Mitarbeiter skeptisch
„Im Versandhandel muss man den Kunden auch mal zwei, drei Saisons Zeit geben, sich an etwas zu gewöhnen“, klagt eine Mitarbeiterin, „so kurzatmig kann man das Geschäft nicht führen“. Die Belegschaft sei verunsichert, der Weg aus der Nische heraus ins Modesegment ein Irrweg, so ist zu hören, und: „Modefirmen gibt’s doch schon genug“.

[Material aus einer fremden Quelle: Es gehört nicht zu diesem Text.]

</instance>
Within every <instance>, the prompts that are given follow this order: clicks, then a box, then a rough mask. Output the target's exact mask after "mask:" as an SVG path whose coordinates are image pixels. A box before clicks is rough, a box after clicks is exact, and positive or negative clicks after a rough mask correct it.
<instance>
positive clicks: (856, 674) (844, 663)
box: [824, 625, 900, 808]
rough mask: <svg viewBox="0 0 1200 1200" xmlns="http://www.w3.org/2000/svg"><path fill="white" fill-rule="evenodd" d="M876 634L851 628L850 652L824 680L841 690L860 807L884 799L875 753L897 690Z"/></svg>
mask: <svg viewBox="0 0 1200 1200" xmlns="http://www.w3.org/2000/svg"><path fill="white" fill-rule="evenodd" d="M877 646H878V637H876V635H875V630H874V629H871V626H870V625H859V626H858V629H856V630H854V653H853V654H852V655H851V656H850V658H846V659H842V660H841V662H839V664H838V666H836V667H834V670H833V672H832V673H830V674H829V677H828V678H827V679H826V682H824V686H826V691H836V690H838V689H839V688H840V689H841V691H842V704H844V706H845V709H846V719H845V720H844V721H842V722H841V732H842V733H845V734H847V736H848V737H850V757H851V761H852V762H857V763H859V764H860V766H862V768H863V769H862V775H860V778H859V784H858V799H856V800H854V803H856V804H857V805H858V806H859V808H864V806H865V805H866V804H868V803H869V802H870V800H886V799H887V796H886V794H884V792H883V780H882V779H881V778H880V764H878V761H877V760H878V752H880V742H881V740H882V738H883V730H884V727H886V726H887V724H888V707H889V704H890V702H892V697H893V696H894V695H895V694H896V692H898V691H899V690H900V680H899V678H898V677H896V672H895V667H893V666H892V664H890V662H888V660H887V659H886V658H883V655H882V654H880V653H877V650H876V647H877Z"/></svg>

Seinem Nachfolger hinterlässt Sommer also eine Baustelle. Zwar ist hess mit einem Umsatz von rund 68 Millionen Euro noch immer ein Branchenriese – der bejubelte Kölner Öko-Nachwuchs Armed Angels etwa kommt auf einen Umsatz von rund 7 Millionen Euro, das etablierte Kölner Ökolabel Lanius kratzt an der Millionenmarke. Doch machten die Butzbacher im vergangenen Jahr zum wiederholten Male keinen Gewinn.
HessNatur-Mitarbeiterin
Für einen ehemaligen Betriebsrat ist klar: Hessnatur findet keine Sprache mehr, die der Kunde versteht. Dass sich Kunstfasern wie Recycling-Polyester und Viskose in die Kollektion geschlichen hätten, sei ein Unding. „Das Unternehmen träumt von neuen Kunden und stößt die alten dabei weg“, kritisiert er. Nachhaltigkeit werde in der Firma nicht mehr gelebt, seit der Schweizer Finanzinvestor Capvis sie übernommen habe.
Bewertung: „good“
Mitarbeiter berichten, die Lieferanten würden häufig gewechselt und einem enormen Preisdruck ausgesetzt. Darum sei man bei der niederländischen Fair Wear Foundation (FWF) nicht mehr so angesehen wie früher. Die Organisation arbeitet mit Unternehmen zusammen, um deren Lieferkette sozialer zu gestalten. Hessnatur erhält zwar noch immer die Wertung „good“, schneidet laut dem derzeit auf der FWF-Website abrufbaren Bericht aber schlechter ab als etwa die münsterländische Billigkette Takko-Fashion, die ebenfalls mit der Stiftung kooperiert. Offiziell will sie hessnatur aber nicht kritisieren.
Und auch Heike Scheuer vom Internationalen Verband der Naturtextilwirtschaft (IVN) hält die Kritik an hessnatur für überzogen: Etwa Kunstfasern aus Recyclingmaterial einzusetzen sei ein interessanter Ansatz, den viele Ökodesigner derzeit diskutierten, und nicht etwa Teufelszeug. Noch immer sei das Unternehmen ein Vorreiter für die Branche, arbeite aktiv in den Gremien des Verbandes mit. Hessnatur nutze seine IVN-Mitgliedschaft inzwischen allerdings weniger als Marketing-Instrument, sondern vielmehr als Standard, um die Qualität zu sichern.
Eigentümer Capvis hält das für ein erfolgversprechendes Modell. Dass hessnatur derzeit keine Gewinne mache, sehe man gelassen: In der Textilindustrie sei Nachhaltigkeit inzwischen ein Riesenthema, außerdem wachse der Onlinehandel, in dem hessnatur schon stark sei. „Alle Trends sprechen für das Unternehmen“, sagt Daniel Flaig, zuständiger Fondsmanager bei Capvis. Verkaufsabsichten hege man daher nicht.